Lastly, Cohen is in a position to strengthen her claims about the dangers faced if the legal capture is not remediated. Specifically, she has shown how courts refuse to use probabilistic harms when applied to people, such as the likelihood of damages brought about by a data leak of a user’s personal info. However, the nature of technological progress and digital technologies is that the scale often is enormous, and the low probability effects mount until the negative events are all but certain. Neither the courts nor Cohen nor Kapzynski and other interlocutors have appropriately expressed the dangers of business as usual between a legal system that behaves in a managerial neoliberal way, and technologies which are “eating the world.” The danger is ruin. This is a large price to pay for fancy text and images on screens.

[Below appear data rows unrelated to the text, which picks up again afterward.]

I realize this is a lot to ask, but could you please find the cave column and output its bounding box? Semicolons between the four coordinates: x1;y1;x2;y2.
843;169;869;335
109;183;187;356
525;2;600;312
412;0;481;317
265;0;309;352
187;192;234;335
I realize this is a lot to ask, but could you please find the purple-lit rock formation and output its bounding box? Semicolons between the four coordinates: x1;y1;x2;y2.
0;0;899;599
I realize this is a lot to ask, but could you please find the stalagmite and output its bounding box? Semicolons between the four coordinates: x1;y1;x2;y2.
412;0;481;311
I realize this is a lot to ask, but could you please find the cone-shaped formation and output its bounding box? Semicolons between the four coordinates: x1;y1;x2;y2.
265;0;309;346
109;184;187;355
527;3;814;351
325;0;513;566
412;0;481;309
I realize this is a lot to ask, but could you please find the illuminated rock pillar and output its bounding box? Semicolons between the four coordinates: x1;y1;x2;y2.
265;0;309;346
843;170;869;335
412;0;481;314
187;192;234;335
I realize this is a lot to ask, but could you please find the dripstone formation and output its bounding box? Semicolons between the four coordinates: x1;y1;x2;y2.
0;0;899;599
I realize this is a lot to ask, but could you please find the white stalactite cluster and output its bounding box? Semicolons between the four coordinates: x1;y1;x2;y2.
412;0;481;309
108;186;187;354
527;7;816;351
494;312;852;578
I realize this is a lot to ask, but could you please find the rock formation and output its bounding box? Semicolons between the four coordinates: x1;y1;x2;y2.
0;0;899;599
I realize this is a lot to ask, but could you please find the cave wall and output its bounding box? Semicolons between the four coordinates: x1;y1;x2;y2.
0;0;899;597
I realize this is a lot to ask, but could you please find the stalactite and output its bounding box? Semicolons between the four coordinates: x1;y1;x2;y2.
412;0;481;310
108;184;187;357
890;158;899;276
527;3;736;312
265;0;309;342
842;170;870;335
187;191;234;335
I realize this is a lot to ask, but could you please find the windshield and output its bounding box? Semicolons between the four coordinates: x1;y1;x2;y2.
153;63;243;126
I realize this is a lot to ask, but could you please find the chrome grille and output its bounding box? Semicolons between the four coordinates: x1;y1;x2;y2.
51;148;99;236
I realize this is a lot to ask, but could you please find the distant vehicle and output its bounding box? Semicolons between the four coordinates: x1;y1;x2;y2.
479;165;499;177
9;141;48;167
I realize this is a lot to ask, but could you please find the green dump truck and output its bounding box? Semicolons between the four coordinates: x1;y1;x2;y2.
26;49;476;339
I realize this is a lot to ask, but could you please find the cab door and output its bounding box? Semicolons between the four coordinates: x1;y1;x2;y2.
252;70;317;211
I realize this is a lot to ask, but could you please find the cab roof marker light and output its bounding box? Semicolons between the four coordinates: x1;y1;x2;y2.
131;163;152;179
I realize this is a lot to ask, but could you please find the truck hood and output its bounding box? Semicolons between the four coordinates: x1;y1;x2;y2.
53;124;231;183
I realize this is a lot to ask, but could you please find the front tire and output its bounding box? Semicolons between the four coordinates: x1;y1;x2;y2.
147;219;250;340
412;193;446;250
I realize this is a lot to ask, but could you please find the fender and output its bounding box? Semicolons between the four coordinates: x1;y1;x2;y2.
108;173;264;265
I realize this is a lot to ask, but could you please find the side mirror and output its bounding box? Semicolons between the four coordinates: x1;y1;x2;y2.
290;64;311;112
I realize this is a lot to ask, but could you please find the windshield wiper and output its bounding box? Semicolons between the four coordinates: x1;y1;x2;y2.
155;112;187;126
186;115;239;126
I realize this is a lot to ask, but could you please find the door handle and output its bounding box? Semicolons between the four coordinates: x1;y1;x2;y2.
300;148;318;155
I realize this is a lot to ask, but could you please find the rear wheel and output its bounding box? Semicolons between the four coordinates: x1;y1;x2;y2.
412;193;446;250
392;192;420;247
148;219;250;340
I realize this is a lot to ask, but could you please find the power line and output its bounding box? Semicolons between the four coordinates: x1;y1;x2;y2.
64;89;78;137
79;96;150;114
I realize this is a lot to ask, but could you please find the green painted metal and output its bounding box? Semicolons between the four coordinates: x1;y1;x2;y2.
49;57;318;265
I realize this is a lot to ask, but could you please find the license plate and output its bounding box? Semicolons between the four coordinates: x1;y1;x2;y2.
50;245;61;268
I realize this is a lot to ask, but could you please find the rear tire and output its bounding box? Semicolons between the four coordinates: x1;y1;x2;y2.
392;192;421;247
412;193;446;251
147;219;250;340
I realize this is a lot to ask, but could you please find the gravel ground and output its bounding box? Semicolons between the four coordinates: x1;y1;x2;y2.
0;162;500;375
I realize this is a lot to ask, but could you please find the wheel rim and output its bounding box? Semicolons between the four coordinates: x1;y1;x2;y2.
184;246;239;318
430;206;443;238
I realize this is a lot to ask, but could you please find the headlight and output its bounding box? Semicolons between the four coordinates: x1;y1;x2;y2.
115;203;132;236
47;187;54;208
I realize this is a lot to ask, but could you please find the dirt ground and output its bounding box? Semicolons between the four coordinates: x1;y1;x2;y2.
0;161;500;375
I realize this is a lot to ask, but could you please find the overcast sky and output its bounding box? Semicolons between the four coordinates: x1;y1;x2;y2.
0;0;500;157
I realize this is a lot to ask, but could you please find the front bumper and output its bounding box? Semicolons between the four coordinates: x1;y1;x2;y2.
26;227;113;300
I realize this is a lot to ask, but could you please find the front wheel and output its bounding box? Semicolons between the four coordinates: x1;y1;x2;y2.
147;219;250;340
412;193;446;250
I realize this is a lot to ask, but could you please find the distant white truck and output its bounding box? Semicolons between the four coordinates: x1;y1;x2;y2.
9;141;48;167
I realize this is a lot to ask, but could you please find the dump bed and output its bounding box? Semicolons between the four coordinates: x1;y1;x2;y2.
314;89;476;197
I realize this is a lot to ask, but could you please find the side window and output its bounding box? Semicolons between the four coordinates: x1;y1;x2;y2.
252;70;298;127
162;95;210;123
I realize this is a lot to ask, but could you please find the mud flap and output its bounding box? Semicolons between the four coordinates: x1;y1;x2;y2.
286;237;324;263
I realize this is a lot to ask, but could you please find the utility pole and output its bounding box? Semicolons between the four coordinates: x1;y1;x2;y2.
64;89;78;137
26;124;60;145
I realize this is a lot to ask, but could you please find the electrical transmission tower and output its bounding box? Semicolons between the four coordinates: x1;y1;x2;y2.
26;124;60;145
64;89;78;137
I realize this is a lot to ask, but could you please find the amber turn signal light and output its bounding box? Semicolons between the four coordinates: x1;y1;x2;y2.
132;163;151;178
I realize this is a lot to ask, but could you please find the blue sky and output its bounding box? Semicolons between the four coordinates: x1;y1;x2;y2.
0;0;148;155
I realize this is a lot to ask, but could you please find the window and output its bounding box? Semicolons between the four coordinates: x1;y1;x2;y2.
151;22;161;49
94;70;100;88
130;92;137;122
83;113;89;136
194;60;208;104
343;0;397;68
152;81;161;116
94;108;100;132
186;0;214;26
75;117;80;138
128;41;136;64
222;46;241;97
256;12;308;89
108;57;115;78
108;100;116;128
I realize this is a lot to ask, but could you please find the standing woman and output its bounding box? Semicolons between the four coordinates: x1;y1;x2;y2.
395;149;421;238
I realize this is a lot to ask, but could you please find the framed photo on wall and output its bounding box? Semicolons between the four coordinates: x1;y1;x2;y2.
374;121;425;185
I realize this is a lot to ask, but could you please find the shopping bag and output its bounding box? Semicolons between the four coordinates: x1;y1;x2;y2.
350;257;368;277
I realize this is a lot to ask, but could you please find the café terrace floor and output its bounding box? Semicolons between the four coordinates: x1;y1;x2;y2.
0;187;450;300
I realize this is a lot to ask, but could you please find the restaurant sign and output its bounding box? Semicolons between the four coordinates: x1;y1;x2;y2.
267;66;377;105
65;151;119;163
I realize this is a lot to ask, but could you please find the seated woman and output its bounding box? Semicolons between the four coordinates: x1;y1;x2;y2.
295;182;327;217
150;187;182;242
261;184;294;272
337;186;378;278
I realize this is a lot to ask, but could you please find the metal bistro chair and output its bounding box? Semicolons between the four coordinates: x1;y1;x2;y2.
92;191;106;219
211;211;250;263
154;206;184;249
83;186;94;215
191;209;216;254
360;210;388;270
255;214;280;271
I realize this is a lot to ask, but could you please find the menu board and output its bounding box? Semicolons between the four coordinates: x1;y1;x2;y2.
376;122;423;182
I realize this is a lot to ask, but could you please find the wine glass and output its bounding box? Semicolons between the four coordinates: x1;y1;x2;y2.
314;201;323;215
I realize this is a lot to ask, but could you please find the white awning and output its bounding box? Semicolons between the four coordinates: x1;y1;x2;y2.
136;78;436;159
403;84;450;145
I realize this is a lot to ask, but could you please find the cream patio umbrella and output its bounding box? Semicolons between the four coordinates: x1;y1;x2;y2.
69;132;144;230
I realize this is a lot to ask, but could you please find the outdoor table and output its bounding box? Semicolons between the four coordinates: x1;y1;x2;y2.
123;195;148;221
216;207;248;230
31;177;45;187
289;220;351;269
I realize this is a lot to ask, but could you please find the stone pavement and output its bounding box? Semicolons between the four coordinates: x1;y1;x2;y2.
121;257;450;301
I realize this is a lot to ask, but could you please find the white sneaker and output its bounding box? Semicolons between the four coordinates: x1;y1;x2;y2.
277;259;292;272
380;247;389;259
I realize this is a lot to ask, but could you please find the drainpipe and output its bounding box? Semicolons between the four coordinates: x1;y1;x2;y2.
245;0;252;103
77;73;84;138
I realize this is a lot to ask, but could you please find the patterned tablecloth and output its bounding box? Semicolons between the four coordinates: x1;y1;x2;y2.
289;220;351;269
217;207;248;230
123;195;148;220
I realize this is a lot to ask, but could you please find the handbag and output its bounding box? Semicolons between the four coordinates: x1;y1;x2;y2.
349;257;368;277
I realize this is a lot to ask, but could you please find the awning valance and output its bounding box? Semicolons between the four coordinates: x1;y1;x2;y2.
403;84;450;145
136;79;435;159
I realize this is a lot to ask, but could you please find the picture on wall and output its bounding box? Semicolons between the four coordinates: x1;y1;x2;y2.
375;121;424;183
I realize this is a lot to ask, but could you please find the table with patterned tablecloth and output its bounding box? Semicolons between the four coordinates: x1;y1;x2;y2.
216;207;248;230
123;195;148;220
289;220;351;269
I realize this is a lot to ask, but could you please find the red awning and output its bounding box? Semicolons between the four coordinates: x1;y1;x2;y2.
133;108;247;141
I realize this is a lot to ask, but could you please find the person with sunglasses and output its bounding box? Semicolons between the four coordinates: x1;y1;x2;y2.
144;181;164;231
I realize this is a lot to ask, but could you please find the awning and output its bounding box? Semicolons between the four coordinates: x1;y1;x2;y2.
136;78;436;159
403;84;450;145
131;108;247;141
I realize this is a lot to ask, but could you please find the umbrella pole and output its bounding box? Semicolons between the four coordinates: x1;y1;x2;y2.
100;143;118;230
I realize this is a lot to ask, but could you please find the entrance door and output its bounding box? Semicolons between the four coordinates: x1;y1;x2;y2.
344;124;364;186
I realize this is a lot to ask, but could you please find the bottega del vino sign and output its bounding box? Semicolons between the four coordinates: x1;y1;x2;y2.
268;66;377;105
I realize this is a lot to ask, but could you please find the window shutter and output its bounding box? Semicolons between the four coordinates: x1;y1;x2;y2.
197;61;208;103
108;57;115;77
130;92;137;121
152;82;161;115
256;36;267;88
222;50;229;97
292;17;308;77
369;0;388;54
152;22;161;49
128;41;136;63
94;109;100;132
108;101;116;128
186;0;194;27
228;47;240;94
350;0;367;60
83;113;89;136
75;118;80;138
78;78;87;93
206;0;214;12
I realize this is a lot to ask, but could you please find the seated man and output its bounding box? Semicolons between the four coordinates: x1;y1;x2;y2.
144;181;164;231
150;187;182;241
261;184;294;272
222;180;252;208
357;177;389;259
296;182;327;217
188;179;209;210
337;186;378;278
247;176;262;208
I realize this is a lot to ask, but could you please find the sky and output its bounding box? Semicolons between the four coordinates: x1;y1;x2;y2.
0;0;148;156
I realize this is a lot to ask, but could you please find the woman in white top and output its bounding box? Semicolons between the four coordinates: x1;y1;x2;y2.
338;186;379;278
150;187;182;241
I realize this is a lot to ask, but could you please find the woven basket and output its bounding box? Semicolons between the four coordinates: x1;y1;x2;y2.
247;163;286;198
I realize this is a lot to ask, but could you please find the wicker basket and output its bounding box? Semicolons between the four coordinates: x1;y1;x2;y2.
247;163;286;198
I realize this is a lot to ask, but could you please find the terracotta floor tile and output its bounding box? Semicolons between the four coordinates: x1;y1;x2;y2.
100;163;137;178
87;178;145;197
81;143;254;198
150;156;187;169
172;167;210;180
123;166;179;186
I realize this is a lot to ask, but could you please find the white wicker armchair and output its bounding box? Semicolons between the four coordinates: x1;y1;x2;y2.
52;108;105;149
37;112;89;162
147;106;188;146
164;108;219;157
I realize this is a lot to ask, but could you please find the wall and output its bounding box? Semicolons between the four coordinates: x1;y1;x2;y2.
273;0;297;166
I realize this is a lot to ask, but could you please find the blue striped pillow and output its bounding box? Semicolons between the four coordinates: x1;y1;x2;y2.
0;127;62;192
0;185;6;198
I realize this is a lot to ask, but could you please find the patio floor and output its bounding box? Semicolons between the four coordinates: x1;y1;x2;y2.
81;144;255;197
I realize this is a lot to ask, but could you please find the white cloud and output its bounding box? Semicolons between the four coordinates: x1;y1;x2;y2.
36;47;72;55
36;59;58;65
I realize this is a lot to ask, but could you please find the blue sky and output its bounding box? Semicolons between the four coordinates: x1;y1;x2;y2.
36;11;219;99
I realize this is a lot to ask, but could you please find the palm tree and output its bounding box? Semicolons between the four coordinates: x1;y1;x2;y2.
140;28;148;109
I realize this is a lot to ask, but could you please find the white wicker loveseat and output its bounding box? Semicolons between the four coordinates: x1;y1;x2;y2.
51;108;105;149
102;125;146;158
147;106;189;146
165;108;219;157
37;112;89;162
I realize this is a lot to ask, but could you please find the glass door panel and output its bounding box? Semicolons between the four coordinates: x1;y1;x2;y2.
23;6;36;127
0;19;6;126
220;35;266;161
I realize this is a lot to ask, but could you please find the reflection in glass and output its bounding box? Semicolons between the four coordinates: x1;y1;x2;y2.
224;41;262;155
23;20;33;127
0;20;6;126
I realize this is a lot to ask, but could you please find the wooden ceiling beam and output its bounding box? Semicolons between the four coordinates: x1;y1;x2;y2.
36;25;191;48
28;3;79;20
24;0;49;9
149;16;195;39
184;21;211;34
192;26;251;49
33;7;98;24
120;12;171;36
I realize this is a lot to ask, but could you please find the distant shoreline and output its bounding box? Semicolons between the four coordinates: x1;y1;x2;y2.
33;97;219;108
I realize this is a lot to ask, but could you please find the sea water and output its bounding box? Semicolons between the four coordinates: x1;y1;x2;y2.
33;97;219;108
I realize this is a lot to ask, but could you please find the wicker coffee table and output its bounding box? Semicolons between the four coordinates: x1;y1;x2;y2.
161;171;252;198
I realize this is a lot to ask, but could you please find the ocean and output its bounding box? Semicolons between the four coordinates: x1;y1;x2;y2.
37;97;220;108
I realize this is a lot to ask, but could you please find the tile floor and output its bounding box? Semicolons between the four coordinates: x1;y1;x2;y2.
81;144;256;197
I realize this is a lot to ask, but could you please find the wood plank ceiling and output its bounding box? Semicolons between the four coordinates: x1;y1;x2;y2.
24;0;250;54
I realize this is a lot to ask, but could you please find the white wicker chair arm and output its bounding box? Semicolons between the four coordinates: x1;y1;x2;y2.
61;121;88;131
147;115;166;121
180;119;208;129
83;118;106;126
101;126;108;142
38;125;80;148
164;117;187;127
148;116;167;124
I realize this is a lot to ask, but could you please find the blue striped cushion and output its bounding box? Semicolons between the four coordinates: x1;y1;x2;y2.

That is why it is important for others to learn from Cohen’s account which conclusively shows how a managerial neoliberal approach to the legal system has failed society. It is time to turn back calls to favor innovation at all costs, and resist capture of the elements of government. Instead, we should restore the precautionary principle when dealing with technologies that span the global population and engage it at the level of thought itself.
Cited Sources
- Cohen, Julie. Between Truth and Power: The Legal Constructions of Informational Capitalism. Oxford University Press, 2019. Print.
Kapczynski, Amy. The Law of Informational Capitalism, 129 Yale Law Journal. 2019. - Polanyi, Karl. The Great Transformation: The Political and Economic Origins of Our Time. Boston, MA: Beacon Press, 2001. Print.
- Norman, Joseph, & Bar-Yam, Yaneer, & Taleb, Nassim Nicholas. Systemic risk of pandemic via novel pathogens — Coronavirus: A note, New England Complex Systems Institute (January 26, 2020).
- Zuboff, S., & Schwandt, K. The age of surveillance capitalism: the fight for a human future at the new frontier of power. 2019.